A is for Africa


 The first stop on the quest to cook a meal from every book in the library is Africa!

The Book: Food of the World: Africa, TimeLife, 1970.







The Menu:
  • Pumpkin Bredie (lamb & pumpkin stew) - South Africa
  • Mchicha Wa Nazi (spinach with coconut milk and peanuts) - East Africa
  • White rice


The preparation couldn't be easier.  Sear the lamb stew-meat (cut for me by the butcher), sweat a bunch of onions sliced thin on the mandoline (careful not to slice fingers), throw in chopped garlic, ginger, chillies, cinnaomon, cloves, salt, and pumpkin (fresh, cut in chunks) and cook for a while.  For the spinach: blanch and chop it, sweat some finely chopped onions and chillies, stir in coconut milk and ground peanuts and cook briefly, then add chopped spinach and cook until hot.  Rice is, well, rice.
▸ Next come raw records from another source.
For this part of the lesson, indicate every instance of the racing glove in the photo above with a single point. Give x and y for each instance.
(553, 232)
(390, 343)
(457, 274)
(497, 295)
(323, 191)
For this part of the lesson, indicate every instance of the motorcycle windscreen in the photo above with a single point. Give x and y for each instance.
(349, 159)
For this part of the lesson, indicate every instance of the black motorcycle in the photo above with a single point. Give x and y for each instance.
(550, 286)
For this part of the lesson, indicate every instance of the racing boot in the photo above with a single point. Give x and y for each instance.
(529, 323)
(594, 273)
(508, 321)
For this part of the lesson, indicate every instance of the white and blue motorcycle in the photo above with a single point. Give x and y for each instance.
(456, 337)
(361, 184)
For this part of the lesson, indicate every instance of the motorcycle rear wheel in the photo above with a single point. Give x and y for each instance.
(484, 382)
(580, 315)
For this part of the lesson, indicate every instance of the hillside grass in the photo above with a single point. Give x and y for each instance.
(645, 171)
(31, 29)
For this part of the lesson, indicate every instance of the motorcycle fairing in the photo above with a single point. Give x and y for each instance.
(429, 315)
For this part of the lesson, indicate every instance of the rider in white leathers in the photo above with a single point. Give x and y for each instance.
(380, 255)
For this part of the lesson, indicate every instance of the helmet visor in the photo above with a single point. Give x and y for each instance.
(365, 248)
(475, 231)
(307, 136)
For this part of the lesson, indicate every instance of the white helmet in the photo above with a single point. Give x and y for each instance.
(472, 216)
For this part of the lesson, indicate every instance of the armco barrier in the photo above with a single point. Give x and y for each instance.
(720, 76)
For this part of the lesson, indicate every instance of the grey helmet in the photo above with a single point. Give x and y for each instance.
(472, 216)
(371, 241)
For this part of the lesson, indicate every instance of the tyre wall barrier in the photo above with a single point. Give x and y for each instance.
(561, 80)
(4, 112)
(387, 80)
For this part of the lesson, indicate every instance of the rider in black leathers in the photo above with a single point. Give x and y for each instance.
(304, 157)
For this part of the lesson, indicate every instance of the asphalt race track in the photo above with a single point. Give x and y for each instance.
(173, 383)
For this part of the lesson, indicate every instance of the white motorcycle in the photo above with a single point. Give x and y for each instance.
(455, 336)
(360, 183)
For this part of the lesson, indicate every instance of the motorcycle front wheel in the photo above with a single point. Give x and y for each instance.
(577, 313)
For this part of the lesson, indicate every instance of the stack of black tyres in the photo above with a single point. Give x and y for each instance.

Fortunately I detected prior to cooking that these recipes had been adjusted for the 1970s American palate.  In the stew I added more like a couple of tablespoons each of chopped garlic and ginger (as opposed to 1-2 teaspoons) and a couple of tablespoons of chillies (not just 1).  I even ventured a whole dozen or so cloves rather than the measly 4 the recipe suggested.  Thank goodness I did, too!  Otherwise the stew would have been inedibly bland, rather than the edible but very bland it turned out to be.  I knew a couple of teaspoons of seasoning couldn't be enough for  1 1/2 lbs. each of meat and pumpkin.  Next time (if there is a next time) double down again on the seasonings and don't seed the chillies first.

The spinach, fortunately, made up for the unexciting stew.  I think this may just become a staple preparation although I will probably experiment with stronger seasoning (more chillies? garlic? ginger?) here too.  Loved the texture and richness provided by the coconut milk and peanuts.  Sort of an African creamed spinach.

It does seem that Africa's a rather big place to explore with just one meal.  I'm thinking it may merit a return visit!

Next up: we come home to the good old USA.

1 comments:

jk said...

looks lovely---thanks for the spices heads up! I'll have to take a close look at the recipes before starting!